The Reverend flushed. “They wouldn’t listen to my pleas that they forsake this Devil’s invention.”
“Naturally not. Work with this thing and you’ll come out all right. But you’ve got to revise your thinking, as well as the rest of the world has had to revise theirs, or you’ll fall by the wayside. Now good day, Reverend, and I wish you luck,”
“Your argument may have merit,” said the Reverend, “though it is against the n
ature of things to fall in with any scheme without considerable thought.”

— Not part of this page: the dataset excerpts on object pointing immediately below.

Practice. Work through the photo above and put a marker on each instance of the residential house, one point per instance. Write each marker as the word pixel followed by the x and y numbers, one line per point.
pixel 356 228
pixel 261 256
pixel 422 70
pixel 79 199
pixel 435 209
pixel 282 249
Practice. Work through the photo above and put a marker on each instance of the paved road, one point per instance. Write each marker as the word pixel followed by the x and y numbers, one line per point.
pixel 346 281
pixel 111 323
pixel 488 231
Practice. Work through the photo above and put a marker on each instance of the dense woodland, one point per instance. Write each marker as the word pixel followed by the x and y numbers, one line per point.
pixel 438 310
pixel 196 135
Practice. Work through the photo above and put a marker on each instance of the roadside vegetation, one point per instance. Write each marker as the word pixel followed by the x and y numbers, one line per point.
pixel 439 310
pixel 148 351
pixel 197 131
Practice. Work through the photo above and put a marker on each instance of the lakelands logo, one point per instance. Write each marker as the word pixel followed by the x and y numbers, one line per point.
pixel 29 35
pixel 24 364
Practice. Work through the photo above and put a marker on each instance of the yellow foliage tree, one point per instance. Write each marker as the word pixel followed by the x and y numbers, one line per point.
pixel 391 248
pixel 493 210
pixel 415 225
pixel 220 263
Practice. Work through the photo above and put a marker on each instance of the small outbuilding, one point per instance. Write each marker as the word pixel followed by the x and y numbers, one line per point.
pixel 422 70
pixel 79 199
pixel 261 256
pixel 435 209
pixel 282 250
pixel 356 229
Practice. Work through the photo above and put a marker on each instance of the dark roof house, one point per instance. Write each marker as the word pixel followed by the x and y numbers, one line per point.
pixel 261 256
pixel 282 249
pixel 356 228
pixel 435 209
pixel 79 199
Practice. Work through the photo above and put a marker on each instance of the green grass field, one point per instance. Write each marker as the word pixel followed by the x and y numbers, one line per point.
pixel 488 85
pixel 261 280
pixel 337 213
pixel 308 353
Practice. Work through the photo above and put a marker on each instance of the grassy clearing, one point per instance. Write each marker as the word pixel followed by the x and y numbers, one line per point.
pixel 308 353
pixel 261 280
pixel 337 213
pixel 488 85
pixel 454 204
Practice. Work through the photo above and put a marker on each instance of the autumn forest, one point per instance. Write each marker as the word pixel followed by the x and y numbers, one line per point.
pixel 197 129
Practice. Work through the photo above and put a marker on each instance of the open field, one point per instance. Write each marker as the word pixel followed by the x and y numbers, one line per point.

“Think it over, then, and see if I’m not correct. I don’t expect any immediate change, though, until you find that your former doctrines do not fit the people’s wants now.”
The Reverend left, and as the door closed a wave of pain swept through Keg Johnson’s body. He reached for the telephone painfully and put a call through for the doctor.
“It’s here again,” he said.
“O.K., Keg. You’re it.”
“I’m licked, all right. Can I be back in seven days?”
“Make it three days with no mention of work. In five days you can have official visitors for three hours. In seven you may be up and around the hospital. You’ll not be back there for eleven days.”
“I’ll have to put it off.”
“Put it off another day and you‘ll not be back at all,” snapped Dr. Hansen. “Take it or leave it!”
“How do I pay?”
“We’ll take it out of your hide,” said Hansen. “You’re under the same rules as the rest of us. You do your day’s work, and you receive the same medical blessing. Do you want to hoe the garden, or will you wash my car?”
“I’ll wash the car.”
“That’s what you say. Get over here in an hour—and bring Linna with you.”
“What for?”
“Someone’s got to drive—and it shouldn’t be you.”
“That an order?”
“Nothing else but. Official order from the Medical Council. You’ll play, or else we’ll have an intern take out that appendix.”
Keg realized the sageness of the doctor’s order by the time he reached the hospital. He was doubled over with agony and they did not permit him to walk from the car to the front door, but came out and got him on a stretcher. He was whisked inside, leaving Linna to straighten out the details at the incoming desk.
He went up to the operating room immediately, and the anaesthetic blacked him out from both pain and consciousness.